Altena. 32 Sitze hat der künftige Stadtrat, 32 Frauen und Männer – plus Bürgermeister: Sie treffen in den kommenden fünf Jahren alle wesentlichen Entscheidungen für die Zukunft Altenas. LOKALSTIMME zeigt die Gesichter des neuen Altenaer Stadtparlaments.

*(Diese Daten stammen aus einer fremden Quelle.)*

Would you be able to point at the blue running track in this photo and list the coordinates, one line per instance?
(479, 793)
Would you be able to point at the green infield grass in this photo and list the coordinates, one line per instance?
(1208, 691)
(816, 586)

Die CDU kommt trotz leichter Verluste (-2,3 Prozent) auf weiterhin 15 Sitze. Alle 15 Ratsmitglieder haben ihre Wahlbezirke direkt gewonnen; die Reserveliste der CDU zieht damit nicht. Mit Thomas Steinigeweg und Uwe Scholz, die nicht mehr angetreten sind, scheiden zwei lang gediente Ratsleute aus; mit Carolin Anlauf und Tobias Röbbecke ziehen dafür junge Kräfte erstmals in den Rat ein. Und mit Thorsten Müller (Wahlbezirk 5, ehem. Stadtpavillion) ein Professor.

 

Die SPD bleibt knapp zweitstärkste Kraft mit künftig noch sieben Ratsmitgliedern; im Gesamtergebnis auf Stadtebene haben die Sozialdemokraten 8,5 Prozentpunkte verloren. Das einzige Direktmandat für die SPD holte der Evingser Ortsvorsteher Thomas Schmitz (Wahlbezirk Evingsen II). Bei der SPD geht mit Irmgard Ibrohm, die nicht wieder kandidierte, ein langjähriges Mitglied und auch der Ehrenvorsitzende und bisherige Fraktionschef der SPD Altena, Lutz Vormann, gehört dem neuen Stadtrat nicht mehr an. Neu dabei: Lisa Chiarelli aus Evingsen.

 

Die Grünen sind, wie vielerorts in Nordrhein-Westfalen, auch in Altena die Gewinner. 6,3 Prozentpunkte haben sie in der Wählergunst hinzugewonnen. Ihre Fraktion wächst von vier auf künftig sechs Ratsmitglieder – gerade eins weniger als die SPD. Und es ist die mit Abstand weiblichste Fraktion: Der bisherige Fraktionschef Oliver Held ist der einzige Grüne Ratsherr. Weiter mit dabei: Rita Rüth vom Nettenscheid. Neu dabei: die unterlegene Bürgermeisterkandidatin Katharina Hübenthal.

 

Die SDA (Soziale und demokratische Alternative), eine Abspaltung, die aus der SPD hervorgegangen ist, gehört ebenfalls zu den Gewinnern der Wahl: Sie hat die Zahl ihrer Mandate von eins auf künftig zwei verdoppelt. Damit hat die SDA um ihren Frontmann Ulrich Biroth künftig Fraktionsstatus: Die Wahlalternative ist dadurch in jedem Ausschuss vertreten und kann Anträge stellen. Das war Biroth bislang als einzelnes Mitglied nach der Gemeindeordnung für NRW nicht möglich.

 

Für die FDP bleibt es, trotz leichter Zugewinne (+2,5 Prozentpunkte), nur bei einem einzigen Sitz im Stadtrat. Bernhard Diel bleibt Einzelkämpfer für die Freidemokraten. Fraktionsstatus haben die Liberalen damit nicht – für sie bleibt es mühsam.

 

Die Linke ist mit -0,1 Prozentpunkt in der Wählergunst der Altenaer hauchdünn auf den letzten Platz gerutscht: Sie hat zwei Stimmen weniger erhalten als die FDP. Deshalb ist die Linke auch künftig mit nur einem Ratsmitglied vertreten: Christian Kißler, der auf Platz 1 der Reserveliste steht. Das heißt aber auch: weiterhin kein Fraktionsstatus für die Linken.

 

Der Bürgermeister gehört qua Amt dem Stadtrat an: Somit ist Uwe Kober, bisheriger CDU-Fraktionschef, künftig der Vorsitzende des Stadtparlaments und leitet die Sitzungen. Er darf und kann mit abstimmen. Mit ihm gibt es 33 stimmberechtigte Mitglieder. Die ungerade Zahl soll helfen, Patt-Situationen möglichst zu vermeiden. Stimmt Uwe Kober mit der CDU, ergibt das 16 Stimmen – das reicht allerdings noch nicht für eine eigene Mehrheit im Altenaer Stadtrat.